Edirom – a workbench for digital historical-critical music editions
(Daniel Röwenstrunk)
“Development of tools for digital historical-critical music editions” is the correct title of the Edirom project , which is funded by the German Research Foundation since 2006, thus the support of creating and presenting these kinds of music editions – dealing with music from the 18th and 19th century – is the main goal of this venture. Questions concerning the standards for music editions are central as well as questions on the technical and ergonomical needs of editors towards the software.
In several sample editions from Carl Maria von Weber, Antonín Dvořák, Joseph Haydn, Robert Schumann and Johann Sebastian Bach we could evolve and proof the concepts of the presentational part of the software. Each composer has its own specialities and each musicologist its own aims, so the software needs to cover a large field of editorial requirements. Working with facsimiles of the historical scores, the possibility to compare different versions on the fly and linking between text and music (currently image sections) are some of the possibilities the software provides.
While these first editions were all retro-digitalized and in parts hand-made editions, the only practicable way of creating truly digital editions is working within the medium you are writing for – the digital medium. For this reason the so called Edirom Editor is in development; a workbench for editors assisting a digital workflow to create an edition and prepare it for publication. The workbench gives the possibility to organize works respectively editions with the corresponding music sources, editorial texts, historical letters and other material. Scores may be “mapped” in order to have the exact positions of e. g. measures on the image to collate sources measure-wise and to link between measures and textual annotations.

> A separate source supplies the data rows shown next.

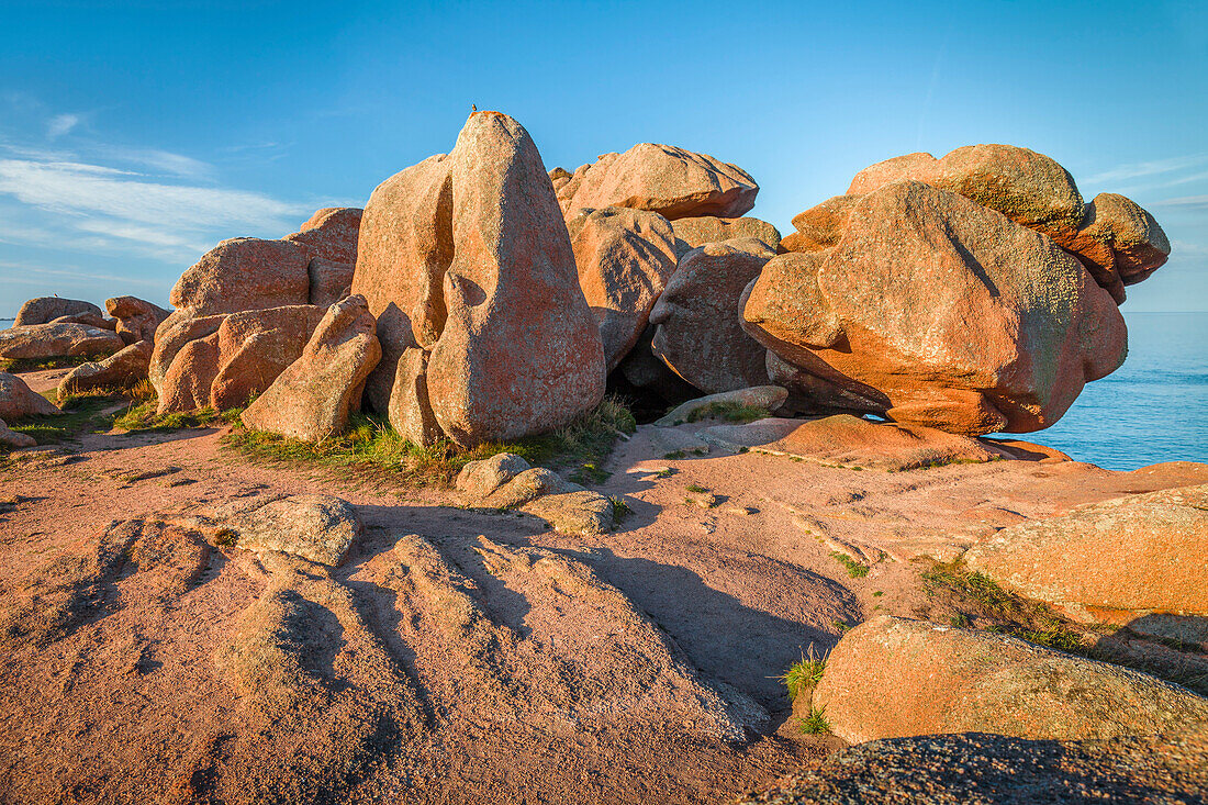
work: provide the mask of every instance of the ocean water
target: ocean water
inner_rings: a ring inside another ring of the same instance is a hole
[[[1026,439],[1114,470],[1208,462],[1208,313],[1129,313],[1128,359]]]

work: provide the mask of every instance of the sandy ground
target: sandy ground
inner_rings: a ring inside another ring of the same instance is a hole
[[[667,461],[644,427],[599,486],[632,515],[583,538],[219,440],[91,435],[0,474],[17,499],[0,508],[0,801],[724,801],[841,746],[800,734],[776,677],[873,612],[917,616],[911,557],[1208,481],[1190,463]],[[191,525],[280,493],[358,508],[343,566]],[[849,578],[836,548],[872,571]]]

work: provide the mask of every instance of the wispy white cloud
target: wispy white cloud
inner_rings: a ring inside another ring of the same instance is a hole
[[[1183,207],[1185,209],[1208,209],[1208,196],[1181,196],[1155,202],[1156,207]]]
[[[1103,173],[1096,174],[1093,176],[1086,176],[1085,181],[1088,185],[1104,185],[1117,181],[1128,181],[1131,179],[1156,176],[1163,173],[1172,173],[1174,170],[1186,170],[1189,168],[1196,168],[1201,164],[1204,164],[1206,162],[1208,162],[1208,154],[1189,154],[1186,156],[1171,157],[1168,160],[1133,162],[1129,164],[1119,166],[1110,170],[1104,170]]]
[[[56,115],[46,124],[46,137],[58,139],[80,124],[79,115]]]

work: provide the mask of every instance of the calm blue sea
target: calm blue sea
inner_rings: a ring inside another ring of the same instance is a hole
[[[1115,470],[1208,462],[1208,313],[1128,313],[1128,359],[1053,427],[1018,439]]]

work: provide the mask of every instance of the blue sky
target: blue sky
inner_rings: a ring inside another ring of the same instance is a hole
[[[217,241],[449,150],[471,103],[547,167],[639,141],[734,162],[783,232],[872,162],[1027,146],[1169,234],[1126,312],[1204,311],[1206,6],[0,2],[0,315],[165,303]]]

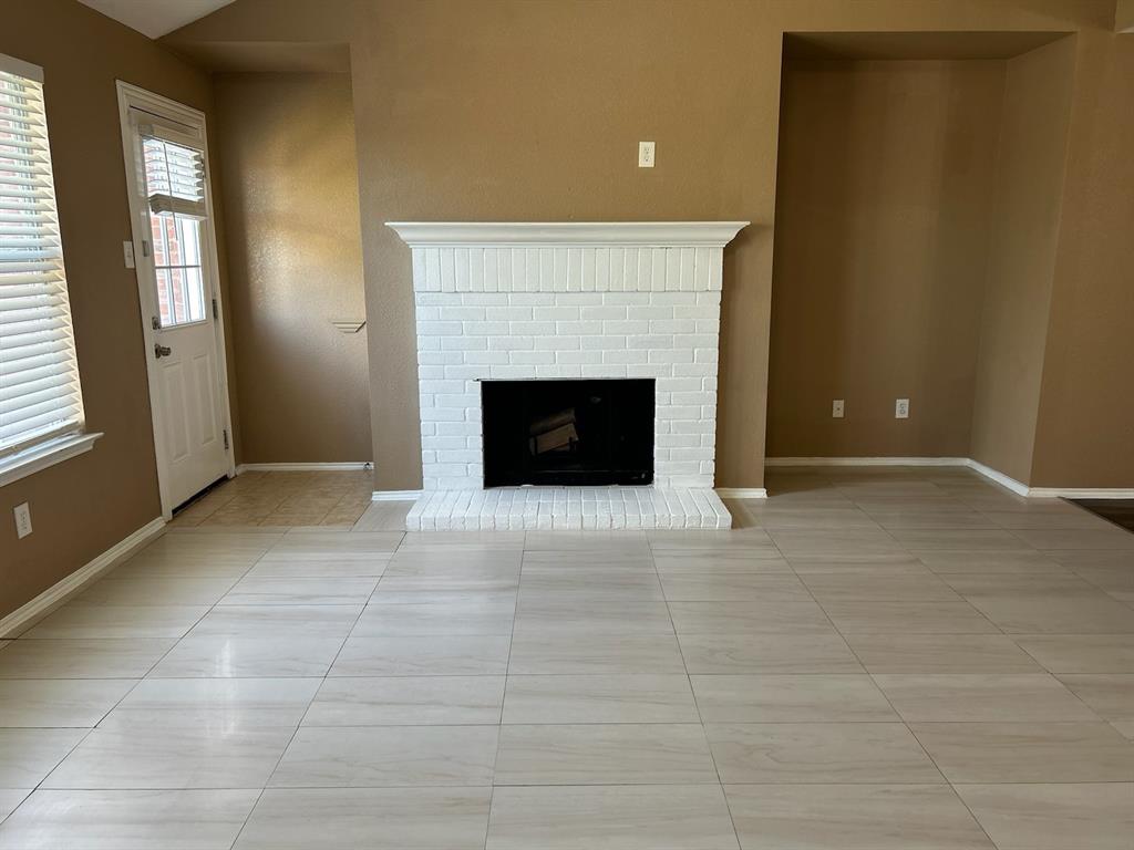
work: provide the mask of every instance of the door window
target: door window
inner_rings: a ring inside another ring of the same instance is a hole
[[[142,127],[142,154],[154,286],[161,328],[208,320],[203,232],[206,216],[204,155]]]

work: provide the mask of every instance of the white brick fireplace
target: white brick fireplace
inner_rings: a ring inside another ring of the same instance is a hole
[[[712,491],[721,267],[746,223],[390,223],[417,321],[409,525],[728,527]],[[654,379],[652,487],[485,491],[480,382],[577,377]]]

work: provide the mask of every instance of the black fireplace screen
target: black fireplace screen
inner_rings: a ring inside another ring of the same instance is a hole
[[[650,484],[653,379],[484,381],[484,486]]]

The software is written in Java integrated into an Eclipse Rich Client Platform to have a quasi platform-independent, plug-in based and thus extensible application. All data is held in XML files in a native XML database and is structured according to the TEI P5 Guidelines except the special edition structure and the music. For creating and modifying these files there is an XML editor integrated which supports a “what you see is what you mean”-view which is borrowed from the german TextGrid project. To enhance the possibilities of editorial work there will be an integration of online repositories like the person and document database of the Fachgruppe Freie Forschungsinstitute for individual research purposes and the enrichment of editions with this data.